Vahan Shirkhanian was taken into custody on suspicion of being part of a clandestine organization which the National Security Service (NSS) says planned to murder Armenian officials and commit other “unprecedented” crimes. He was expected to be formally charged and remanded in pre-trial custody on Monday.

The NSS and the Armenian police arrested ten people late last month when they raided a house in Yerevan and claimed to have found a weapons cache. At least 11 more people were arrested in the following days.

The NSS declined on Saturday to specify the total number of detainees. Some Armenian media outlets have put at about 50.

The arrested people are said to be members of an obscure nationalist group led by Artur Vartanian, a 34-year-old Armenian national who reportedly lived in Spain from 1997 until his return to Armenia in April this year.

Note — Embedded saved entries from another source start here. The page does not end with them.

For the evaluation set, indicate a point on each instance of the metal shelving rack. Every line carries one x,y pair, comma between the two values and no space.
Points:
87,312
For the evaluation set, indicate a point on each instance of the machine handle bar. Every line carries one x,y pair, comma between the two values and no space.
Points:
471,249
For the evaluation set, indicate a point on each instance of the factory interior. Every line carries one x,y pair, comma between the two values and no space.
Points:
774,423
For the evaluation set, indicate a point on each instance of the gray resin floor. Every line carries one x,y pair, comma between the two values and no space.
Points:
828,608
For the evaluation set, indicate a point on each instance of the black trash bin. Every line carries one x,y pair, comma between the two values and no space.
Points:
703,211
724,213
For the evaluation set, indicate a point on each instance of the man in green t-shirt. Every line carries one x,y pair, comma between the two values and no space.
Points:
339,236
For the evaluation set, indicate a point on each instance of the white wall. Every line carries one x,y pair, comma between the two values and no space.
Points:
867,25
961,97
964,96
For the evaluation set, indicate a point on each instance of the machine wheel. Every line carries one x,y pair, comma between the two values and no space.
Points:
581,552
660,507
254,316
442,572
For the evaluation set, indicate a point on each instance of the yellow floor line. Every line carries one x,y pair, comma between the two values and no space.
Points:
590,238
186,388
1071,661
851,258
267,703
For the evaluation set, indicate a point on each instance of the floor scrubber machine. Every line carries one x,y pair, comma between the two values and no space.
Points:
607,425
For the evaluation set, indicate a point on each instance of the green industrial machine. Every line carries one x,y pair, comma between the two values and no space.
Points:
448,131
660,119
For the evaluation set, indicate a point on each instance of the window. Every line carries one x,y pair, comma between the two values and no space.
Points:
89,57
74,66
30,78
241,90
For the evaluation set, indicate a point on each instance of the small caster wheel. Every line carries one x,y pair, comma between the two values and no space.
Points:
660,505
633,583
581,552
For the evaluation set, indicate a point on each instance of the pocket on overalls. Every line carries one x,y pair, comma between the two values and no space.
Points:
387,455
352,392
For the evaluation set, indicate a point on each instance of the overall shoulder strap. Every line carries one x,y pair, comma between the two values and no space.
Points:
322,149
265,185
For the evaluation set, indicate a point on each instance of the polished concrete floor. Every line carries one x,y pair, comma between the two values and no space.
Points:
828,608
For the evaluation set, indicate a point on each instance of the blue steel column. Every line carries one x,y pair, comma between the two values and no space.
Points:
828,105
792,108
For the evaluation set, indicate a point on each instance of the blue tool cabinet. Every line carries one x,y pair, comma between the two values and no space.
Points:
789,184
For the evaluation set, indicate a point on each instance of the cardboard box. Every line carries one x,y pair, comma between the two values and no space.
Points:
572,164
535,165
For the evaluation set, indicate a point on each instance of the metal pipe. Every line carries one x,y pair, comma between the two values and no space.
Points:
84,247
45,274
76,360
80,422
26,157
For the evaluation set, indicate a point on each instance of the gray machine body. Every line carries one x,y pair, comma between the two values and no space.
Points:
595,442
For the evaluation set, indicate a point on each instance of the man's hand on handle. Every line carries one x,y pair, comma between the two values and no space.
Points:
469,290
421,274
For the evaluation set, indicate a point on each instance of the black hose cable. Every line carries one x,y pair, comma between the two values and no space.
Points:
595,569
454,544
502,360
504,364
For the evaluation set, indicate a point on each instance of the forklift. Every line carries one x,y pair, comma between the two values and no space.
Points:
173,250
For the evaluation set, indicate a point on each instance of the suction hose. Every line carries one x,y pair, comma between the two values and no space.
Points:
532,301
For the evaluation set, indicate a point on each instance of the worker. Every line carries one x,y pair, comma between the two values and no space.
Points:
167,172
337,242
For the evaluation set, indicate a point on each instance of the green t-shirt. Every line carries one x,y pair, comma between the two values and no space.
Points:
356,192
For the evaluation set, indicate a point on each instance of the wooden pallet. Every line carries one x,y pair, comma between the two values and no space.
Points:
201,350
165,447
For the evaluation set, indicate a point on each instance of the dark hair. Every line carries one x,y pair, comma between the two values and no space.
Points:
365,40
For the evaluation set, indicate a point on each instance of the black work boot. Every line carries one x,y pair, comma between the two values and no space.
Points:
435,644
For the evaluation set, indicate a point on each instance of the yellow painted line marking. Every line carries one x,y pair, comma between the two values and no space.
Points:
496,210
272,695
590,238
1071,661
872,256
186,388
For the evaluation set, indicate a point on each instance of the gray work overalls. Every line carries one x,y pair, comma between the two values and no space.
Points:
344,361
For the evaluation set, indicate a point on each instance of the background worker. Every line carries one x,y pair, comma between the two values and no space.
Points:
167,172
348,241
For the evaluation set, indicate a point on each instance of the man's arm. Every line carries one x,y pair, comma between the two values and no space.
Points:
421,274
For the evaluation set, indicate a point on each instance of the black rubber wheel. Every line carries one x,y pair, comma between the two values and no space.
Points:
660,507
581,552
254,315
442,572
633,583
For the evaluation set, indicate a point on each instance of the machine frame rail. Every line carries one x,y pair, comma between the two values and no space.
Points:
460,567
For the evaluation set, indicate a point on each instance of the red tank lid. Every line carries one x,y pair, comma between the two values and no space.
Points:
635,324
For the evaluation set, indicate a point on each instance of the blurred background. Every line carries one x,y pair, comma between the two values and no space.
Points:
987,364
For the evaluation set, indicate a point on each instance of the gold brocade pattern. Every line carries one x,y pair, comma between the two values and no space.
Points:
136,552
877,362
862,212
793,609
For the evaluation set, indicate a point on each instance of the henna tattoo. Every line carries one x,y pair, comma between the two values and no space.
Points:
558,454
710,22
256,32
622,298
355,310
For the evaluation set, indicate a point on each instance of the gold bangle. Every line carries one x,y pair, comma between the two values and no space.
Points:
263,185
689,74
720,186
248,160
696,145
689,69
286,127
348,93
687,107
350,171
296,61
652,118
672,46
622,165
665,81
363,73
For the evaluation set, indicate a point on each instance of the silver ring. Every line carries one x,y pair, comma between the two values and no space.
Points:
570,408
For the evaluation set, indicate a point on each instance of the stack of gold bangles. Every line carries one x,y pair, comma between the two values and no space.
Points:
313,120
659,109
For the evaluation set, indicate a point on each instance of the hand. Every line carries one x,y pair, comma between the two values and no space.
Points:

The group announced its existence on social media early this year with a video supposedly shot in Kessab, an Armenian-populated town in northern Syria that was overrun by Islamist rebels in March 2014. A senior NSS official said on November 27 that investigators are looking into the possibility of Vartanian having ties with armed groups operating in Syria.

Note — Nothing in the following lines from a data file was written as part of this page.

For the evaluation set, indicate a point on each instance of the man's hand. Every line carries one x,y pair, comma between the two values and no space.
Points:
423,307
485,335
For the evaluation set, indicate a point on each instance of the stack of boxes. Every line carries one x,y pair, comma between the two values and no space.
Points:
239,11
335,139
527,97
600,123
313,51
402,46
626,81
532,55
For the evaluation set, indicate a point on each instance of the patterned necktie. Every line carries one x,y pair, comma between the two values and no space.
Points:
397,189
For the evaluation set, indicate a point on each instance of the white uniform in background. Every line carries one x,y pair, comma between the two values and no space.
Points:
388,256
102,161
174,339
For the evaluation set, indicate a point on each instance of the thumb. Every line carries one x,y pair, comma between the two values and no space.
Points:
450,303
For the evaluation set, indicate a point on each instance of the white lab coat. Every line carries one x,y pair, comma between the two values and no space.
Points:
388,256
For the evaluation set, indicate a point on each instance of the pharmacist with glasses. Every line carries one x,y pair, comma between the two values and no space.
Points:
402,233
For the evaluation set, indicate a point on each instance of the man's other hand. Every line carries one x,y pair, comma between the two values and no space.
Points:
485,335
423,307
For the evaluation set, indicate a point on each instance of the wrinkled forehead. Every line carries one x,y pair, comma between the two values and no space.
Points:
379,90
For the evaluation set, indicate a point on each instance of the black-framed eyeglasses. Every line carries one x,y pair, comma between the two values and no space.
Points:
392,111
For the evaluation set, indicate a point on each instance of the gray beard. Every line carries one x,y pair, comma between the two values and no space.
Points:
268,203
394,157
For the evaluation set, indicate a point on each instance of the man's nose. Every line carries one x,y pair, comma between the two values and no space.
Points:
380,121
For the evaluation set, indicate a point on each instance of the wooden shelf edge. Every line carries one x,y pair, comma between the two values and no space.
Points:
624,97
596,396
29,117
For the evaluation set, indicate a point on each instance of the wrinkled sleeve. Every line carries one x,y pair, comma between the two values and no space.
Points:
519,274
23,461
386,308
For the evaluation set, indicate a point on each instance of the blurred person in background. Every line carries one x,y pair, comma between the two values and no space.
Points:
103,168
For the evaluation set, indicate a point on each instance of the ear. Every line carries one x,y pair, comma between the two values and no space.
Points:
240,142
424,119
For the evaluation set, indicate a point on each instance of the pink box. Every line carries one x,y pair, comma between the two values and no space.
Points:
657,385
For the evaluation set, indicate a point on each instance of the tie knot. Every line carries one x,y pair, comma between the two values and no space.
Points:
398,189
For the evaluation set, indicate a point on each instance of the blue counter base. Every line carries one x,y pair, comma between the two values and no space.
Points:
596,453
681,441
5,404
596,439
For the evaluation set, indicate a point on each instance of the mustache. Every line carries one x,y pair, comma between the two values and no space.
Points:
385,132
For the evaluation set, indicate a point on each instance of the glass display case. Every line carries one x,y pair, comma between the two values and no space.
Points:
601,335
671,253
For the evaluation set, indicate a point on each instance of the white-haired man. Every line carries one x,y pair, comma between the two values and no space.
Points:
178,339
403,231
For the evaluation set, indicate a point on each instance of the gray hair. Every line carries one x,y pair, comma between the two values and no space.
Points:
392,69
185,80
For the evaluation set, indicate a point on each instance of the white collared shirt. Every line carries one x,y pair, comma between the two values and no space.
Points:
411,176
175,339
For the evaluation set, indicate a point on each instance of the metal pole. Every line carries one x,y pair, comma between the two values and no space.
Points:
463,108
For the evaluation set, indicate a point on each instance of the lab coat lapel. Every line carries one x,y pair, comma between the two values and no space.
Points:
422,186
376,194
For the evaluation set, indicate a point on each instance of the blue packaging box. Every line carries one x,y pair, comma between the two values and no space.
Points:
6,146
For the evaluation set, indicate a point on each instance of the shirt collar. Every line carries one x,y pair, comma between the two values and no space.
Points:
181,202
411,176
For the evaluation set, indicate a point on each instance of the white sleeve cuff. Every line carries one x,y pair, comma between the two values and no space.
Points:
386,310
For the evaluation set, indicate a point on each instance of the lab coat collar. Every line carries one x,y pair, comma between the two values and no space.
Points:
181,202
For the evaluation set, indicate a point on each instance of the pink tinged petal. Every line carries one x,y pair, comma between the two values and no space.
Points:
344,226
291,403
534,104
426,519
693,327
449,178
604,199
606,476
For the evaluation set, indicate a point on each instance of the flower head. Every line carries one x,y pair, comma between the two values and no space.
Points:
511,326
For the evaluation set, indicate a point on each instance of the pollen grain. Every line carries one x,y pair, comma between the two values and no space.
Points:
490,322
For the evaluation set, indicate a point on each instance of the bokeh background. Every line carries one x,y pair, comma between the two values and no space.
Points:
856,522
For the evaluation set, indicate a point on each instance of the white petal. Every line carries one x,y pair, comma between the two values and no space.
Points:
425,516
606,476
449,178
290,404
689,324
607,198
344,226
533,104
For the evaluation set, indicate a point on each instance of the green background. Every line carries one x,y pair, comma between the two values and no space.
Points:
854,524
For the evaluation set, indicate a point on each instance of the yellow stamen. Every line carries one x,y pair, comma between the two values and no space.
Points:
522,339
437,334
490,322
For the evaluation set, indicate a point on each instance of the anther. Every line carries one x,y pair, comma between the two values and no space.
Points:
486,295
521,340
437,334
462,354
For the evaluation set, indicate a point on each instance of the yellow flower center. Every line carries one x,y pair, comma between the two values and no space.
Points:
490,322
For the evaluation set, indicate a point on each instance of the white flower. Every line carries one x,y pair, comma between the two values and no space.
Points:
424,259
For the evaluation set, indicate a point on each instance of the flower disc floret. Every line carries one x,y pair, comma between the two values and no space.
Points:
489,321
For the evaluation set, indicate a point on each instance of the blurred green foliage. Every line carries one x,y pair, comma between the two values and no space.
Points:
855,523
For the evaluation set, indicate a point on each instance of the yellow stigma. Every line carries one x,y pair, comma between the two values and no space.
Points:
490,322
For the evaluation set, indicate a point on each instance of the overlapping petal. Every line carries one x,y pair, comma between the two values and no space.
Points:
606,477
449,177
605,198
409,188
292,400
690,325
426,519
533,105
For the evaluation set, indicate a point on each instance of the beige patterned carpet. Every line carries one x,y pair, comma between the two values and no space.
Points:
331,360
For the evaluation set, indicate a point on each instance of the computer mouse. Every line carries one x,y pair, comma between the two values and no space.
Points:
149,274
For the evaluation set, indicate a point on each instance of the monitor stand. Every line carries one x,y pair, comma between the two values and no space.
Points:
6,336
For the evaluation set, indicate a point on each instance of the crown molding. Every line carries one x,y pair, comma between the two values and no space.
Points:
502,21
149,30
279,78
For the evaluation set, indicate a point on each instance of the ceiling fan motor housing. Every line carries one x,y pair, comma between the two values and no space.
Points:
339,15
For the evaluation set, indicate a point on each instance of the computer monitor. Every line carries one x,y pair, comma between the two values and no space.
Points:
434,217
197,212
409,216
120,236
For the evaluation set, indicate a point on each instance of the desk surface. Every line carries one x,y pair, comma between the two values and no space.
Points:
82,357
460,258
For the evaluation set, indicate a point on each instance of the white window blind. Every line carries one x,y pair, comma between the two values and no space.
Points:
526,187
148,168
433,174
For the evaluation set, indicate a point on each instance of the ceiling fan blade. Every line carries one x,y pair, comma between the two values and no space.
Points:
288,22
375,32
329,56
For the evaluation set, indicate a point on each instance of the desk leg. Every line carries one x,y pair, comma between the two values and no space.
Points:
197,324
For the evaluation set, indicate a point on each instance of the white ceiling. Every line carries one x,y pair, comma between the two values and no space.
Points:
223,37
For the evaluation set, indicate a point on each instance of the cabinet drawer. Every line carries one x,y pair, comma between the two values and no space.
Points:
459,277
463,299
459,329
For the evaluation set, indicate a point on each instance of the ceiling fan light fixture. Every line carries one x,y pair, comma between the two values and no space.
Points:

The U.S. Embassy in Armenia implied three days later that the Armenian authorities have asked the United States to assist in the probe. “These allegations are serious, and the United States will consider Armenian requests to aid in its investigation,” the embassy said in a statement.

NSS officers detained Shirkhanian immediately after searching his Yerevan apartment. “He was taken by surprise,” Shirkhanian’s lawyer, Tigran Ter-Yesayan, said afterwards.

Ter-Yesayan was allowed to visit him later on Saturday. He said his client strongly denies any involvement in the alleged murder plots.

Shirkhanian’s wife Burastan likewise dismissed the case as “fabricated.” “We are shocked and confused,” she told RFE/RL’s Armenian service (Azatutyun.am). “We have never seen or heard about those people.”

She said her husband knows personally only one of the detained suspects: the Armenian Catholic priest Anton Totonjian. “We are Catholics,” she explained, adding that the two men first met “several months ago.”

Shirkhanian, 68, was a prominent member of Armenia’s first post-Communist government that came to power in 1990. He served as deputy defense minister before being appointed in June 1999 as deputy prime minister in the cabinet of Prime Minister Vazgen Sarkisian.

Shirkhanian became particularly influential in the wake of the October 1999 armed attack on the Armenian parliament that left Sarkisian, speaker Karen Demirchian and six other officials dead. He led government factions that suspected then President Robert Kocharian of masterminding the killings and tried unsuccessfully to unseat him. Kocharian’s eventual victory in the power struggle resulted in Skhirkhanian’s resignation in May 2000.

Shirkhanian supported, as a senior member of a small opposition party, former Levon Ter-Petrosian’s failed bid to return to power in the 2008 presidential election. He and several other politicians split from that party in 2010, saying that they no longer regard “regime change” in Armenia as a top priority.

A native of Georgia, Shirkhanian has long been known as a staunch backer of Armenia’s close ties with Russia. He reaffirmed his views in an interview with the Russian news agency Sputnik given just a few days before his arrest.

“We need to continue developing relations and more actively cooperate with our fried and number one ally: Russia,” Shirkhanian said, commenting on security-related implications of Russia’s bitter dispute with Turkey.